Forgot to mention earlier this reminds me a lot of the VSTi Chimera. Put a noise generator before the chain, set the filter to 4n butterworth Bandpass as narrow as possible and you have a noise-synth. I adore that sound. There’s nothing like it. Windy, ghostly and haunting sounds, especially when you start modulating and morphing things.
This is great for cleaning up the aliasing/bottom-end rumble from heavily FX’d synths. Chuck the filter on HP/8-stage Butterworth and make sure your sample/synth is tuned to the right octave. Nom nom nom cleeeeeean.
OT: What other song is it I have heard with that same chord progression in the chorus? Sounds almost exactly like the same, just with an added vocal choir that go, “Ahhhhhhh- aaaaaahh”
I think I tried polynomial approximation when I wanted to make these devices, but in the end I found I had most going already with more simple, accurate curves. The filters follow a (scaled/offset) logarithmic curve, taktik had disclosed the formula and I got it going in my presets. The others are also mostly simple, i.e. hyperbolic, linear or exponential.

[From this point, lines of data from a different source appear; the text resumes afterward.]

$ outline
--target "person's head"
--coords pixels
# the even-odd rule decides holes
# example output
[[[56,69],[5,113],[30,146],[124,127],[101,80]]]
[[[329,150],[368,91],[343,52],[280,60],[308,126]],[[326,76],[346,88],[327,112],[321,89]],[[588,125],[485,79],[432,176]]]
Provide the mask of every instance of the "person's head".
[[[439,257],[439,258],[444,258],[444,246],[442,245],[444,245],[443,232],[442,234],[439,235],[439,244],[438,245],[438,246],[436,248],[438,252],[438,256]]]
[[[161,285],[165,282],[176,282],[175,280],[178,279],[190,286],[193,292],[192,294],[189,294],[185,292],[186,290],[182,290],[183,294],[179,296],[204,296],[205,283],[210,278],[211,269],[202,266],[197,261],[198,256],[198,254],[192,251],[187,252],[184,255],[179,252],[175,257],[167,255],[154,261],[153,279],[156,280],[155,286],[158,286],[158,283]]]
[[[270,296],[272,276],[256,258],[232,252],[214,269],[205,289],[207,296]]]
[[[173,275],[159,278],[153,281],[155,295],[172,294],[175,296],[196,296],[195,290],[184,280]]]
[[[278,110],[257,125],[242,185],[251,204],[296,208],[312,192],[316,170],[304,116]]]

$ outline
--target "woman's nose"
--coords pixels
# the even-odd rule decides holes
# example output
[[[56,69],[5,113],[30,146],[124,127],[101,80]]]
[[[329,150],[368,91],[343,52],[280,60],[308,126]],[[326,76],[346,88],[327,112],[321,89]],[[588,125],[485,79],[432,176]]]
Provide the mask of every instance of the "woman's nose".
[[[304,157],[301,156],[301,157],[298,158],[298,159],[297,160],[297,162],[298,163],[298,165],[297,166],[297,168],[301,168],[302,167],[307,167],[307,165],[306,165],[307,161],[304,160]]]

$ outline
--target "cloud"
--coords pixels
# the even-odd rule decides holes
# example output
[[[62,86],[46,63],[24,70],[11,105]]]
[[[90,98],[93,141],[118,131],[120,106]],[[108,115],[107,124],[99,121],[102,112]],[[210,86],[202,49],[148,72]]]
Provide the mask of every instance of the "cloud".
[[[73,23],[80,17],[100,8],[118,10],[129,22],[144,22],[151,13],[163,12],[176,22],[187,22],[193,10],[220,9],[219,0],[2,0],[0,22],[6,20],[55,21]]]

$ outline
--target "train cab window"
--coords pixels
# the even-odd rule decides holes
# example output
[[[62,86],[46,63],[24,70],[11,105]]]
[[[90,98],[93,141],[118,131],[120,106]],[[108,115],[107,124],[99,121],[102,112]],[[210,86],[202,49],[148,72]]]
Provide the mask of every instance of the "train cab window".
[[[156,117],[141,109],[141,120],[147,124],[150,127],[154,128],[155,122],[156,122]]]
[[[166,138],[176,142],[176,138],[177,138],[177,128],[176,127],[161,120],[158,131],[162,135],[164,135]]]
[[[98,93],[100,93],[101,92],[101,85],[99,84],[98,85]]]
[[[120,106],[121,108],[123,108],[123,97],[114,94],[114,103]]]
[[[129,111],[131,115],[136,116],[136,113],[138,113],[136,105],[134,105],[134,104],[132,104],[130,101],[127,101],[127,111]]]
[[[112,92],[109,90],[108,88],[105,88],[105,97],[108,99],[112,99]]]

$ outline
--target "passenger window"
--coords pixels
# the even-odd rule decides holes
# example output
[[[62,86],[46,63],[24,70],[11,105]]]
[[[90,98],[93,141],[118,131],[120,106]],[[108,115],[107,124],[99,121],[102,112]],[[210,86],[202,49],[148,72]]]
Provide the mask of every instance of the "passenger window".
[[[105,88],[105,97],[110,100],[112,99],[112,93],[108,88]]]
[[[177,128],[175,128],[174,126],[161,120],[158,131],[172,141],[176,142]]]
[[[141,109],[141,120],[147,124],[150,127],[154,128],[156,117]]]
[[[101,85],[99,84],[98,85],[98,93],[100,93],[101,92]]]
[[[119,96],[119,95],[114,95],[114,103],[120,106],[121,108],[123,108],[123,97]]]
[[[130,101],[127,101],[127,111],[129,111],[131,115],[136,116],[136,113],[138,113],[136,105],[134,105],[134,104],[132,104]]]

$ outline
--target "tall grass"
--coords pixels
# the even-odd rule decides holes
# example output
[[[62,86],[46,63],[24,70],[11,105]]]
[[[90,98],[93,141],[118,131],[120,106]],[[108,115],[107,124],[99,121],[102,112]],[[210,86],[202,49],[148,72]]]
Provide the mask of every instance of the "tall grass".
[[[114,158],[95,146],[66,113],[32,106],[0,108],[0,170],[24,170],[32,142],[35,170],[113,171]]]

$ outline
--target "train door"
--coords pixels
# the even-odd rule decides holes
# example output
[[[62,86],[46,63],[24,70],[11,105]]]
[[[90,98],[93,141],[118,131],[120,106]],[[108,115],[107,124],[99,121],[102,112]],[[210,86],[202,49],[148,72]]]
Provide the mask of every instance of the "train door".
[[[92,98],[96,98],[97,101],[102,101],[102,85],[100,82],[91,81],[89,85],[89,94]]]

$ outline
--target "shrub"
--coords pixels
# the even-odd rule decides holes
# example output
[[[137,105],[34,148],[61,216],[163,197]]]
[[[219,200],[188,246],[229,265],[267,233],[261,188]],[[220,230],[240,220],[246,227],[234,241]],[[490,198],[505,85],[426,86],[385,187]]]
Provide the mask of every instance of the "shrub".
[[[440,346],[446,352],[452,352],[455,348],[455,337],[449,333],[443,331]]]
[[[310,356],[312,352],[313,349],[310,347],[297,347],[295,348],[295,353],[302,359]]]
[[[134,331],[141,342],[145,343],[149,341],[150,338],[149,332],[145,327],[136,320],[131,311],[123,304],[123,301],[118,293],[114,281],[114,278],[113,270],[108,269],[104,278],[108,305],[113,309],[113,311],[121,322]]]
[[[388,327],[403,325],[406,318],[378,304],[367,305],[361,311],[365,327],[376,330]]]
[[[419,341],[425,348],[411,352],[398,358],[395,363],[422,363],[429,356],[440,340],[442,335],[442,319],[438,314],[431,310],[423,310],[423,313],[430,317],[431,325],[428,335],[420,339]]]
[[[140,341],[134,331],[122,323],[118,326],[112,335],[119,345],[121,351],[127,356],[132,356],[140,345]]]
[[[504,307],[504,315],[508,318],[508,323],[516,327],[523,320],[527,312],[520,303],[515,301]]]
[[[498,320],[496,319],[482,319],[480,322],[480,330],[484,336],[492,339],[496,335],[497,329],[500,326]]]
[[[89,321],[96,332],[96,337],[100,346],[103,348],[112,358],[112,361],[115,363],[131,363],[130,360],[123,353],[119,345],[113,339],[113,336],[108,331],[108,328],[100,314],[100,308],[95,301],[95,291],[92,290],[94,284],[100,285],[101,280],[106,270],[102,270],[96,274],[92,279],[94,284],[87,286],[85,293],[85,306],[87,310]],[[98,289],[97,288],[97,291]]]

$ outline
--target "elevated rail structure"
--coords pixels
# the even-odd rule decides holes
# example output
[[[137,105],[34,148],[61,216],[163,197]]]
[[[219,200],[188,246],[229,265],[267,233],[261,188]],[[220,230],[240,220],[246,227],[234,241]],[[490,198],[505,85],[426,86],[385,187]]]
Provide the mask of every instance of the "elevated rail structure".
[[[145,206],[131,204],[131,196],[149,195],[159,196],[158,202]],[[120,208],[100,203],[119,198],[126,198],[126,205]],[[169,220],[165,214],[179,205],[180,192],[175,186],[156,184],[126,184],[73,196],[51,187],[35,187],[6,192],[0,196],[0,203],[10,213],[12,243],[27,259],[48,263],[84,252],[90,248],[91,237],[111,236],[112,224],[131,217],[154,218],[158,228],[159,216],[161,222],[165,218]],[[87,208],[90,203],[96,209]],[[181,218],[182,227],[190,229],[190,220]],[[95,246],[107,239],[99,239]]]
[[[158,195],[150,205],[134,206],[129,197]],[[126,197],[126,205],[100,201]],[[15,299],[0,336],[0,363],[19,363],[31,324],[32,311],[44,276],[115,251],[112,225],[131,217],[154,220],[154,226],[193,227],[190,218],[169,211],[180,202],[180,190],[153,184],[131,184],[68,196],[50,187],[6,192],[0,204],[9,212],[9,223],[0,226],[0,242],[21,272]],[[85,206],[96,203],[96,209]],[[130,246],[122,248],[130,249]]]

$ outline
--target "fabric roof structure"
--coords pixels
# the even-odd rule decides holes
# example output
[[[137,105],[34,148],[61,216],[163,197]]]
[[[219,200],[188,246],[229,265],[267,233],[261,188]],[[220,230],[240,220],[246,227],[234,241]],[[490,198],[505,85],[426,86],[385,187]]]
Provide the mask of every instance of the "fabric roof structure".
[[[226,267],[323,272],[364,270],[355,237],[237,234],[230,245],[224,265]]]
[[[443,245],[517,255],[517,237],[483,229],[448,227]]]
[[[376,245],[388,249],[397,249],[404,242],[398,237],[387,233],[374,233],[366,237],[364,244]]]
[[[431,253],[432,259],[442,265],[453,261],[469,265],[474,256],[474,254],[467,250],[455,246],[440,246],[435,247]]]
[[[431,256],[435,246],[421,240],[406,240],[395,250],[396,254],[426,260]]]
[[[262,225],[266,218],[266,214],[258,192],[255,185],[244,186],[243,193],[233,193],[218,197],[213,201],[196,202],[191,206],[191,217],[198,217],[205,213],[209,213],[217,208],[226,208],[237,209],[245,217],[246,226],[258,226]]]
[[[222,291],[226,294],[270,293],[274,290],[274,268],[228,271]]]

The polynomials, I tried math packages, but got nowhere…I should try again one day. You might have a little error in such function, but it should work. Sampling some data from the effect first, i.e. with a script reading back the frequency, then you can make an approximation for a formula device code. This could also be feasible for other (VST) effects, where you can read back the frequency of the effect somehow. Generate data, approximate, keytracker → tuned!